List of Relationships in the Hostdb [Design Part 1]
The hostdb should have a map[hostPubKey]contractInfo
that stores a list of every contract that the contractor has made with hosts. The contractInfo
will initially only carry the contract utility and the amount of storage in the contract, however we should expect that this info will grow over time. This map should be persisted in the hostdb. This map should only be tracking contracts that have not yet expired.
Each host in the hostdb should get a new field indicating whether or not the contractor has a contract that is not expired with the host. If a contract with the host does exist, the contract can be found by looking at the contract map described above. All of the information is kept in that map, to avoid cluttering the hostdb with a bunch of fields that will be empty for the majority of hosts.
These values need to be updated somehow. If I recall correctly, the hostdb only persists data every 2 minutes to avoid hammering the disk, because it persists everything in json and the hostdb file can get pretty large. Any method we have for passing data to the hostdb needs to keep this in mind - the data may not get persisted right away. The best method for doing this may be to have the contractor just pass the hostdb a map that has all of the current contracts in it. The hostdb can then compare that map to its current information and make any updates as appropriate. This means that even if some of the updates fail to get persisted, the hostdb will snap back to being accurate the next time siad loads.
Always scanning hosts that we have contracts with. [Design Part 2]
Once we have the above lists, it should be pretty easy to ensure that every scan always includes every host that we have an active contract with.
Account for amount currently stored with a host during storage adjustments. [Design Part 3]
Currently, we look at how much data is left on a host when deciding whether to penalize that host for having not much storage remaining. If we are already storing data on the host, we should quadruple the amount of data that we are storing on that host and count it towards the data that the host has remaining.
This is because the primary purpose of the storage adjustments in the score is to ensure that we will not be spending contract fees and transaction fees on a host that can't be used for storage anyway. But if we are already storing data with that host, then spending more money on fees is fine, because those fees are going to be amortized by the data we already have stored on the host.
Zero out host scores in hostdb [Design Part 4]
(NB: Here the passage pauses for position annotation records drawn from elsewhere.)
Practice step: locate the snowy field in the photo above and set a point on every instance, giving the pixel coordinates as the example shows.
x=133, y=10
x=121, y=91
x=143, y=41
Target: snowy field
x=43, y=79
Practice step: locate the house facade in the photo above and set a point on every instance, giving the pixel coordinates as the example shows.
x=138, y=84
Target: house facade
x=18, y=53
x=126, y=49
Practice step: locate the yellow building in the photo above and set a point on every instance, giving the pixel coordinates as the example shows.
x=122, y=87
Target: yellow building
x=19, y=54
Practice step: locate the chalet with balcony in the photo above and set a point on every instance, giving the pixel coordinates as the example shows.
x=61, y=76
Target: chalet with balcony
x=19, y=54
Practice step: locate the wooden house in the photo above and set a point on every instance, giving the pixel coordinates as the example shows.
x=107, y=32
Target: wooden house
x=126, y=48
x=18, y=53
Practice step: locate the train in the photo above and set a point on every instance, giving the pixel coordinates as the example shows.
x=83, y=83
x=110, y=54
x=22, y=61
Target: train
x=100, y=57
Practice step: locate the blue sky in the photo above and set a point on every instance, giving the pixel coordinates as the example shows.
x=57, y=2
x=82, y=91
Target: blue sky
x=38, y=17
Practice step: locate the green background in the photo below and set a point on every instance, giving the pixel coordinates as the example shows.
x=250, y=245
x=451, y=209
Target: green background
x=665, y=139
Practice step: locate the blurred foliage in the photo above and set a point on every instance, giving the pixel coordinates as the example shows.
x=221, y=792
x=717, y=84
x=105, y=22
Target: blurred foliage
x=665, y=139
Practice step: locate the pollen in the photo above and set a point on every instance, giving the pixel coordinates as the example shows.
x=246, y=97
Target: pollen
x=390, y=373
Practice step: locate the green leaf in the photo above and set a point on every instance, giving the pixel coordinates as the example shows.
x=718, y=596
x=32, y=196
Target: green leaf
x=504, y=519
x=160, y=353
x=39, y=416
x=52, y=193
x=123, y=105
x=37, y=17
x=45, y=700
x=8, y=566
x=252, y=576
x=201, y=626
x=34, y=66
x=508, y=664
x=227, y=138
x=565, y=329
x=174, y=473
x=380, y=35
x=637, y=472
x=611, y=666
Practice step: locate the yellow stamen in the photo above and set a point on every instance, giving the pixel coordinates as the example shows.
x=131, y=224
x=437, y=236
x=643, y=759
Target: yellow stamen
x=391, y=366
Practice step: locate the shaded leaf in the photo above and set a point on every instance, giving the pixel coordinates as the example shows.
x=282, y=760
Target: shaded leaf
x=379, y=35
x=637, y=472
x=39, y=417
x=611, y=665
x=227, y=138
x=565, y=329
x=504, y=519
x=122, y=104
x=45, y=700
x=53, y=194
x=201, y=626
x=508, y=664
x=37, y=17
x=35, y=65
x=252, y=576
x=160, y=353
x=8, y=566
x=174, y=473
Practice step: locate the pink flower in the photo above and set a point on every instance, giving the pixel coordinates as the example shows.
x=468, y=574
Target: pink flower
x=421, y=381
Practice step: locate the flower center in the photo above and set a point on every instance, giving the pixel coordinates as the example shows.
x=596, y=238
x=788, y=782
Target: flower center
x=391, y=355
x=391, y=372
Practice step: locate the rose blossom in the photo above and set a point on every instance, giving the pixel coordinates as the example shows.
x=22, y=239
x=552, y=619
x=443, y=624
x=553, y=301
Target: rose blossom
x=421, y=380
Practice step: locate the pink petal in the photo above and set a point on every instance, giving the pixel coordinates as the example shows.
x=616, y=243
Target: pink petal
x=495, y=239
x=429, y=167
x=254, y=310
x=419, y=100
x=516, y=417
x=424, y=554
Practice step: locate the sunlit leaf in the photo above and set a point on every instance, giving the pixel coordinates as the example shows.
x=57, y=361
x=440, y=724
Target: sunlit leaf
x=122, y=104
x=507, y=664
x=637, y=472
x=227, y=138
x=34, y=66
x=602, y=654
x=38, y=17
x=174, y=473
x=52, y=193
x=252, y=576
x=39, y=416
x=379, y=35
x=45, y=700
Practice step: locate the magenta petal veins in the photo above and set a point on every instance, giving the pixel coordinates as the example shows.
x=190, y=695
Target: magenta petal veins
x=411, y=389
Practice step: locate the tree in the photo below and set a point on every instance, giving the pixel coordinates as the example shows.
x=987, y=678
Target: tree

Once we are actively considering the amount of storage that we already have with a host, we can start to zero out the scores of hosts that do not have much storage remaining. I think that a good value would be 100 GB. If the total amount of data available on the host is less than 100 GB (including counting data we already have on the host at 4x), then the host should have its score multiplied by minFloat
to ensure that the renter will never use that host.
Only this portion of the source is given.